Files
GacUI/TODO_ParserGen.md
2019-03-04 15:22:39 -08:00

2.6 KiB

Goal

  • Parsing
    • No need to specify allow ambiguity or not
    • Calculate ambiguous Parse cases, pointing out which AST need to support ambiguity
    • Full CFG power, no limitation
    • Error message generation
    • Error recovering
  • Serializing
    • Escaping and Unescaping pairs (instead of only unescaping)
    • Calculate ambiguous ToString cases
    • Generate ToString algorithm
  • AST
    • Low overhead AST with reflection
    • Optional creating AST from a pool

AST Definition (compatible with Workflow)

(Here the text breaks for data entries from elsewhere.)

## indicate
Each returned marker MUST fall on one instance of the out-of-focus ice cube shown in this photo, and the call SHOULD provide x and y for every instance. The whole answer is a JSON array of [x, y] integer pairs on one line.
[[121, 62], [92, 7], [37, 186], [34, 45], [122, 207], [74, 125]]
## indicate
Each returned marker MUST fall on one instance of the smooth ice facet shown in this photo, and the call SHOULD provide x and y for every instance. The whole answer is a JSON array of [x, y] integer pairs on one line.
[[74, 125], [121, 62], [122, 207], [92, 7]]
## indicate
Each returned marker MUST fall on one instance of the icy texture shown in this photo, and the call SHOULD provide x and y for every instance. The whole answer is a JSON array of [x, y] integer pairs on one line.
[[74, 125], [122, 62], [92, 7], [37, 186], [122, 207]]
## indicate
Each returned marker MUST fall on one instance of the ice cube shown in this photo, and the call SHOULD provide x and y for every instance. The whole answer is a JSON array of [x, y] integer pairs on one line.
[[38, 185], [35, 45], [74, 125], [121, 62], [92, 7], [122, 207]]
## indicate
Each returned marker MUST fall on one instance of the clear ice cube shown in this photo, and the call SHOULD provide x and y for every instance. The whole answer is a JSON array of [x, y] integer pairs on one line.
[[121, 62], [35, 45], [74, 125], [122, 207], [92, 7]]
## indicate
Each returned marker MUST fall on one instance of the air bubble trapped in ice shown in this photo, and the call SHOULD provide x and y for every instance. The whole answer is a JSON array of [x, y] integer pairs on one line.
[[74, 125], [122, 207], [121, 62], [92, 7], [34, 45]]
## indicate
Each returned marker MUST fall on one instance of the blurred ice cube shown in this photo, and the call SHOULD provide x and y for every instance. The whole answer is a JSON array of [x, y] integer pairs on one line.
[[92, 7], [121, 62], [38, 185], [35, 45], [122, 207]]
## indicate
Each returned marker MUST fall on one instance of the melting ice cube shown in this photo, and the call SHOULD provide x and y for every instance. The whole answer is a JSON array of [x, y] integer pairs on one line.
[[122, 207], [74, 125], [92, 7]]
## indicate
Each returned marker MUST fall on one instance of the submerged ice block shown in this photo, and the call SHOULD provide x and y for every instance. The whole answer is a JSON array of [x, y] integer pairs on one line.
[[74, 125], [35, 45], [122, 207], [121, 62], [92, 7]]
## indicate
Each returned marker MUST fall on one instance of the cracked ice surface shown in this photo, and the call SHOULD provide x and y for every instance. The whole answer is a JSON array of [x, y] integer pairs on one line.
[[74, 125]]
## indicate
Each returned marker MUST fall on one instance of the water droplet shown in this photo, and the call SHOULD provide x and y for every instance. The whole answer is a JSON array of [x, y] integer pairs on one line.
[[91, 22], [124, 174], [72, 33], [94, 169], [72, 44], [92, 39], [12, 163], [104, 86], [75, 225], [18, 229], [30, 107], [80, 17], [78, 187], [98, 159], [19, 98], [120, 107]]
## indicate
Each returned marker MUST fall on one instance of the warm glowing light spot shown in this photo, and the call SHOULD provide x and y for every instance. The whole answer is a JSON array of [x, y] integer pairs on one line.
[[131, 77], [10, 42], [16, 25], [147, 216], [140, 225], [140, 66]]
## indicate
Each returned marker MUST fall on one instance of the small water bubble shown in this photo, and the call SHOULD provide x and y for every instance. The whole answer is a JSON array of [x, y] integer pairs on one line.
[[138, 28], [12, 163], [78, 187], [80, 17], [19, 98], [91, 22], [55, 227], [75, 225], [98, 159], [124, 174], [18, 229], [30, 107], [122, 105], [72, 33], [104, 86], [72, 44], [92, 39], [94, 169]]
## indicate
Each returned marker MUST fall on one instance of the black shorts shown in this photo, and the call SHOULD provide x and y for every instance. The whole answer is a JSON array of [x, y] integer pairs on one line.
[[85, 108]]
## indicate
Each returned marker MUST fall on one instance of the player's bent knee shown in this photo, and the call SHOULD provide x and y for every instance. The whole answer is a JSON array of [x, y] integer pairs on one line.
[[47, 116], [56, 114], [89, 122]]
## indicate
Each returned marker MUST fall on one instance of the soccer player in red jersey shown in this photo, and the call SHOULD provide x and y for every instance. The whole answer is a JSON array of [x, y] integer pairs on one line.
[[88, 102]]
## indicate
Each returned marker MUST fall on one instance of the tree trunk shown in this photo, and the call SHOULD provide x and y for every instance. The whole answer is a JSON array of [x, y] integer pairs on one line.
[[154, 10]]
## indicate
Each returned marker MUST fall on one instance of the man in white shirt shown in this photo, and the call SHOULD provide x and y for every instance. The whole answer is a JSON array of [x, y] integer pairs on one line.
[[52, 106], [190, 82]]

class CLASS_NAME [: BASE_CLASS]
{
  var FIELD_NAME : TYPE;
  ...
}

Configurations

  • Include files in generated C++ header
  • Depended AST definition files
  • Visitors selected to generate
  • Optional reflection support

Types

  • Token: In the previous version, Token is a value type, now it is a reference type.
  • CLASS-NAME: Another class.
  • TYPE[]: Array, whose element is not allowed to be another array.

MISC

  • Define a ToString algorithm with customizable configurations.

Lexical Analyzer

  • Pair name with regular expressions.
  • Extendable tokens.
    • For example, recognize R"[^\s(]\( and invoke a callback function to determine the end of the string
  • Pair a name with the token subset, and give a default name to a token full set

Error Messages

  • Generate error messages in C++ code

Syntax Analyzer

  • Priority of loops:
    • +[ RULE ] means if RULE succeeds, skipping RULE is not considered even if the rest doesn't parse.
    • -[ RULE ] means only if skipping RULE makes the clause not able to parse, the result of having RULE is not discarded.
    • [ RULE ] means keep both result
    • +{ RULE }, -{ RULE }, { RULE } are similar, but { RULE } may generate more than two results, meanwhile others only generate one result.
  • Being able to change token subset during parsing.
  • Being able to specify a error message when a certain action fails.
  • Generate SAX-like parser, with a default handler to create AST.

Supported EBNF

  • TOKEN [: PROPERTY-NAME]
  • RULE [: PROPERTY-NAME]
  • Optional:
    • +[ EBNF ]
    • -[ EBNF ]
    • [ EBNF ]
  • Loop:
    • +{ EBNF }
    • -{ EBNF }
    • { EBNF }
  • with{ PROPERTY-ASSIGNMENT ... }

EBNF Program

  • RULE {::= CLAUSE as CLASS-NAME} ;
    • Consider a syntax here to switch token set

ToString Algorithm Requirements

  • Every clause should create an AST node. EXP ::= '(' !EXP ')' is not allowed, except that this clause has only one node.
  • Every rule-name node should be assigned to a property. Token nodes are optional but those properties will be auto-generated.
  • Loops cannot be embedded in another loop.